Spatiotemporal data includes structured and unstructured data. Most data collected through IoT sensors is structured data. However, data such as point clouds or image data for constructing three-dimensional space falls under unstructured data. The format of spatio-temporal data plays a crucial role in selecting a data repository.
Real and Virtual Spaces Connection Through Data Hub
The core technology of digital twins lies in the mutual interaction between the physical and virtual spaces. To achieve this, a pathway connecting the physical and virtual space is needed. Data from the physical space collected through IoT sensors is synchronized with the virtual space, and the results obtained in the virtual space are reflected onto physical objects or people. The pathway that supports the interaction of digital twins is the Information Processing Layer.
The Information Processing Layer is the layer where the actual data interaction occurs to synchronize the two spaces. This layer's main roles are in data storage, processing, and data mapping. Firstly, all data generated in the real-world space and virtual space is stored and managed in the Information Processing Layer. The processing functions in the Information Processing Layer include data collection, preprocessing, analysis, mining, data fusion, and more. Data mapping supports synchronization between the two spaces through correlation analysis and time series analysis of data between the two spaces. It is natural for companies and research institutions dealing with digital twin technology to show interest in technology related to data lakes or data hubs that connect the data pathway between the two spaces.
A data hub is a platform technology with applications in various fields that enables data collection, storage, management, processing, and analysis. One notable example is the Data Hub by Hitachi which serves as a foundation for building smart factories based on digital twin principles. It stores data produced in the real-world space, such as operational technology (OT) and information technology (IT) data, and enables its utilization in the virtual space. To achieve this, Hitachi has established a data hub capable of collecting, processing, and storing data.
The key functions of Hitachi's Data Hub include collection, refinement, storage, and management.

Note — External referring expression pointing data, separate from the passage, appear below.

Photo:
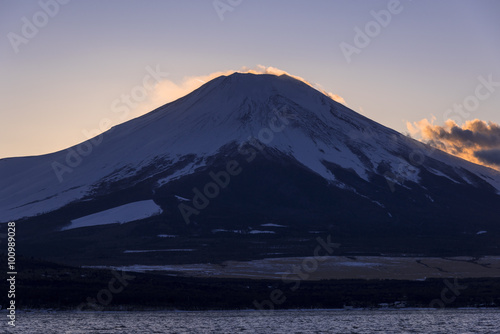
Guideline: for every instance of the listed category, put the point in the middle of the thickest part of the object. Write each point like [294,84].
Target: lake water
[286,322]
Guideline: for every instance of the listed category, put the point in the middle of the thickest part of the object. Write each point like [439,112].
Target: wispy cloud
[477,141]
[167,90]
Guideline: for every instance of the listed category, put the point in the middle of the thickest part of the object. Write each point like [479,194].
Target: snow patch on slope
[118,215]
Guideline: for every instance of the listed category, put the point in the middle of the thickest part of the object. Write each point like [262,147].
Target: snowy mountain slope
[179,138]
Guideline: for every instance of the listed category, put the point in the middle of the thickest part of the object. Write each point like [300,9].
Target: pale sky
[62,78]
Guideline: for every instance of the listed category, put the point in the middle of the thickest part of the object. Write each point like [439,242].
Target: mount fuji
[248,166]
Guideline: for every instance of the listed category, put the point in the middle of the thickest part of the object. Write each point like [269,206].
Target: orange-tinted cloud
[477,141]
[167,91]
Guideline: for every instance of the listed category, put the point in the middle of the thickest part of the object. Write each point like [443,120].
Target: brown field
[339,267]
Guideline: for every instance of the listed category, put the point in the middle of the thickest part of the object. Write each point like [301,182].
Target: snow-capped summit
[301,156]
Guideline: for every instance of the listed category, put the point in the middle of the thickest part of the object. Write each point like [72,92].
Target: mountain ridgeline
[245,167]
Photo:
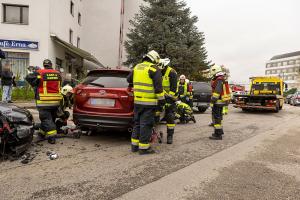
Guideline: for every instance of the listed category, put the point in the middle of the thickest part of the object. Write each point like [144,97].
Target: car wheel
[202,109]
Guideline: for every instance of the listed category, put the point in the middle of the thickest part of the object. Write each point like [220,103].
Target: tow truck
[266,93]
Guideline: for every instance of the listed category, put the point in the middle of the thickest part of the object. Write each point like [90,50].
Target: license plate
[102,102]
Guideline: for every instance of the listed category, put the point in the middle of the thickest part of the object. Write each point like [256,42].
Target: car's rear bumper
[102,122]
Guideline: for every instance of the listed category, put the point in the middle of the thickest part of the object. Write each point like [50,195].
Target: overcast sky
[244,34]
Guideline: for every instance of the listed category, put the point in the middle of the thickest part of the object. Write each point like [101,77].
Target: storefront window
[19,63]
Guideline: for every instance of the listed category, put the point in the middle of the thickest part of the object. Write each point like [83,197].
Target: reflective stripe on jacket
[167,83]
[182,89]
[143,86]
[221,95]
[48,91]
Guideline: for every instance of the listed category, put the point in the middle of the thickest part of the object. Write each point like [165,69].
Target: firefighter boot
[146,151]
[134,148]
[217,135]
[169,138]
[51,140]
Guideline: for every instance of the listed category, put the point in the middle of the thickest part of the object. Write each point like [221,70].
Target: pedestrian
[185,92]
[170,89]
[220,98]
[7,82]
[47,86]
[146,80]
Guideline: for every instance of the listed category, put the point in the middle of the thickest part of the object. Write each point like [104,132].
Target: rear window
[201,87]
[107,79]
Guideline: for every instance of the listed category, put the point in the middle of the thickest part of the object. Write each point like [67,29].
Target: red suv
[104,101]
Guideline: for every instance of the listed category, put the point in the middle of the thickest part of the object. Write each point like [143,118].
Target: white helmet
[164,62]
[153,56]
[182,77]
[215,70]
[67,89]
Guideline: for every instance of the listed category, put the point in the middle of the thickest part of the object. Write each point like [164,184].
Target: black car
[202,95]
[16,129]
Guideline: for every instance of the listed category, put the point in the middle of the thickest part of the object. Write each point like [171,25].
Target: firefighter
[220,98]
[170,89]
[146,79]
[47,86]
[185,93]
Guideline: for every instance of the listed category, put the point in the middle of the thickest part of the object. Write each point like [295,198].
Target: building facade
[286,66]
[73,34]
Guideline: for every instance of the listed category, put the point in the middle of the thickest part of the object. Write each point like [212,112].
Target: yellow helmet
[67,89]
[215,69]
[153,56]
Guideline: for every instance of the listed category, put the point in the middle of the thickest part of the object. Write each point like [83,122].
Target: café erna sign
[19,44]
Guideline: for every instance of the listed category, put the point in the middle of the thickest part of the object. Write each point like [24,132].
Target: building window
[58,64]
[19,63]
[72,8]
[71,36]
[79,19]
[15,14]
[292,62]
[78,42]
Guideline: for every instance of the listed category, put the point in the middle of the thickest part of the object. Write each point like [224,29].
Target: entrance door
[19,63]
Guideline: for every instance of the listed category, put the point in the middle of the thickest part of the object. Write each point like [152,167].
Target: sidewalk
[263,167]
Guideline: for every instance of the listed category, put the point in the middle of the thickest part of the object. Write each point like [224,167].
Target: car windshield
[107,79]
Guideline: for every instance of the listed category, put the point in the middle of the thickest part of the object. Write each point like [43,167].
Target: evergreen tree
[168,27]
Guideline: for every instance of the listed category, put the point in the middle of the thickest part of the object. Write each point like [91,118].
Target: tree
[168,27]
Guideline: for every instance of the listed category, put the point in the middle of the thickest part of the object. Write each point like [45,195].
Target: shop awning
[84,54]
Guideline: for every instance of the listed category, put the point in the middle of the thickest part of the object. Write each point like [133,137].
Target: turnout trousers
[144,118]
[170,118]
[47,117]
[217,117]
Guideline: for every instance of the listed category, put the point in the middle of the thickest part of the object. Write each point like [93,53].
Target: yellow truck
[266,93]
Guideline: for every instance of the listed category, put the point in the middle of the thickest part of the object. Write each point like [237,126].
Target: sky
[244,34]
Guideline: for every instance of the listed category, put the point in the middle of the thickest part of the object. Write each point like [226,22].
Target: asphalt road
[257,159]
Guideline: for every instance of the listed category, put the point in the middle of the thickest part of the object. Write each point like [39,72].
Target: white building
[71,33]
[286,66]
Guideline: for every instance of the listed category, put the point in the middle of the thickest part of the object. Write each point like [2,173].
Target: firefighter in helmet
[220,98]
[185,92]
[146,79]
[47,87]
[170,89]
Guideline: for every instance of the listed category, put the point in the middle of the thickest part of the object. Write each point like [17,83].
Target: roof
[122,70]
[80,52]
[286,55]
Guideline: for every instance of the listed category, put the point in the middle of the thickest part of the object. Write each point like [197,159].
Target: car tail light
[130,92]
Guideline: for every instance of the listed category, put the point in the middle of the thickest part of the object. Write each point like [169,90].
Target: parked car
[295,100]
[233,97]
[287,99]
[104,101]
[201,95]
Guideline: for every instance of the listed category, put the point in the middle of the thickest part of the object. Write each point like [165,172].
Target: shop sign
[19,44]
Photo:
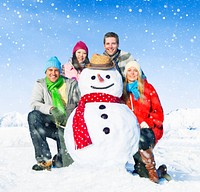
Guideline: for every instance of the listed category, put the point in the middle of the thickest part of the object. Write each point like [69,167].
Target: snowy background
[162,35]
[178,149]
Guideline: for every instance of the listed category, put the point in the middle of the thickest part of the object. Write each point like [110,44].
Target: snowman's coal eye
[93,77]
[108,76]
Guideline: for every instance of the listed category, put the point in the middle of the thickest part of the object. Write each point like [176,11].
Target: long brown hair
[126,94]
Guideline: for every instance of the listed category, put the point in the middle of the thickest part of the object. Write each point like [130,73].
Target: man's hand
[59,117]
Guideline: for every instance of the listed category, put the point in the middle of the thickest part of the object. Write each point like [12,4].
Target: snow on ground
[178,149]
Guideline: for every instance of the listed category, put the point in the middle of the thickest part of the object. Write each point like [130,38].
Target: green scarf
[56,98]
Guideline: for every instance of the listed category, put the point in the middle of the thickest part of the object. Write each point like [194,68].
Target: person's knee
[33,116]
[147,139]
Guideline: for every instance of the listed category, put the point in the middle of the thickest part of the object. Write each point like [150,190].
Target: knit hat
[53,62]
[80,45]
[134,64]
[100,62]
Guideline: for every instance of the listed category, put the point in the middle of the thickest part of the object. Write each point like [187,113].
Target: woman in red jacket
[142,98]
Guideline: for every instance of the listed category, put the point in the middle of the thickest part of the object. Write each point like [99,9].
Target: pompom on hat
[53,62]
[80,45]
[98,61]
[134,64]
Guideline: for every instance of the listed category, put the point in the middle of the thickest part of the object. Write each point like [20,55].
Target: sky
[162,35]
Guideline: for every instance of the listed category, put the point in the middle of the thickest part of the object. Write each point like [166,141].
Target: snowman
[101,131]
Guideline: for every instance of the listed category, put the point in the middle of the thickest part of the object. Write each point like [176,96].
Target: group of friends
[57,95]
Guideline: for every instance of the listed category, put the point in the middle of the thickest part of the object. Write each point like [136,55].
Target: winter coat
[149,111]
[42,101]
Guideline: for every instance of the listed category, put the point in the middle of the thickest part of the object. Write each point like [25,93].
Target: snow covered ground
[179,149]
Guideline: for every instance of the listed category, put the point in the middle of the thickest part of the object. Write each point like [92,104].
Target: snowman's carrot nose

It is designed to collect various types of data, manage the processing flow through a user interface (UI), and consider scalability for large-scale processing. Additionally, it establishes a data lake for storing and managing large volumes of structured or unstructured data.

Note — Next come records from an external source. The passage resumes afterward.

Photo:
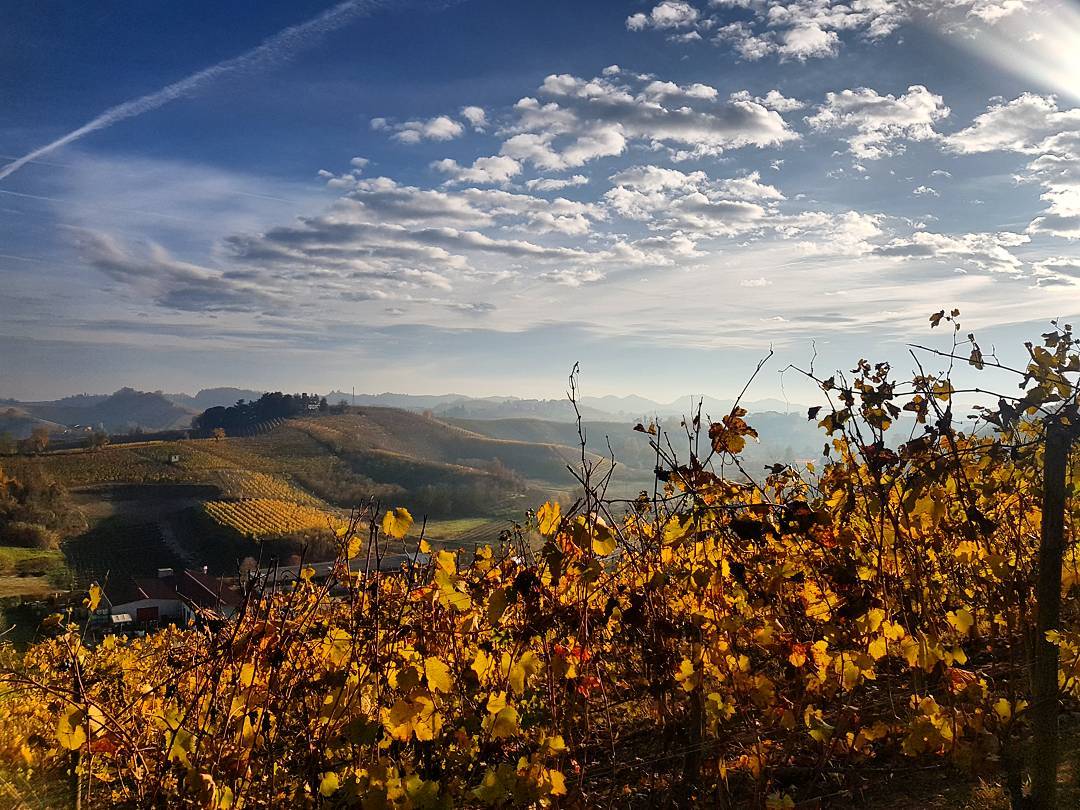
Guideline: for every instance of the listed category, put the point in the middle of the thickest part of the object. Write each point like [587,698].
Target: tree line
[244,415]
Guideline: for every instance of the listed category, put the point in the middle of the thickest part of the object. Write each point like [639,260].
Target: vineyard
[809,637]
[237,484]
[262,517]
[111,552]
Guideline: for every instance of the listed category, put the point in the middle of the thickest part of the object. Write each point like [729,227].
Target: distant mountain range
[129,409]
[459,406]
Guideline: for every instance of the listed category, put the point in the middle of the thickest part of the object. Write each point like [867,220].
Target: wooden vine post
[1049,593]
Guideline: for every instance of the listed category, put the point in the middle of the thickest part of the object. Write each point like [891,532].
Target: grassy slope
[327,462]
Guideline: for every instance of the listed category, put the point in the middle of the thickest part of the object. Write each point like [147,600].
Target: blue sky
[472,196]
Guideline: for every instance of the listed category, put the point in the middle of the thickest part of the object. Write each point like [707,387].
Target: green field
[197,502]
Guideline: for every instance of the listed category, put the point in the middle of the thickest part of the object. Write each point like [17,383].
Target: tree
[97,440]
[39,439]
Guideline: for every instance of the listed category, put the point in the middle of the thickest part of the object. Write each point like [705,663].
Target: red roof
[194,588]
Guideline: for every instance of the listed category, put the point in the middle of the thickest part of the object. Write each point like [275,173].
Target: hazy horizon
[325,194]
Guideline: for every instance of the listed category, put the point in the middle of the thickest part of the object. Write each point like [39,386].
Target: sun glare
[1040,43]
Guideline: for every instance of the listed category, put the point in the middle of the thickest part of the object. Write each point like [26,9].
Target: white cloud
[1020,125]
[440,127]
[988,252]
[667,14]
[495,170]
[476,117]
[170,283]
[601,117]
[1057,271]
[1035,125]
[572,278]
[555,184]
[804,29]
[879,124]
[669,199]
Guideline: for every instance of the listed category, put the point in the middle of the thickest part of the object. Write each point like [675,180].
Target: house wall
[166,608]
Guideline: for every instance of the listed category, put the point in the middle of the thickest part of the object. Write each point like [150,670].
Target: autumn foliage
[727,639]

Center of Digital Twin: Data
Digital twin encompasses a variety of data, generated in both physical and virtual spaces, and exchanged for interaction. To facilitate this, the information processing layer collects, stores, and manages data. It also plays a crucial role as a pathway for interaction between the real world and virtual spaces. Efficient handling of diverse spatiotemporal data in digital twins requires spatiotemporal computation functions from storage to analysis and simulation throughout various stages of digital twins. Therefore, data processing and storage technologies capable of handling vast and diverse types of data are essential and indispensable elements in the realm of digital twins.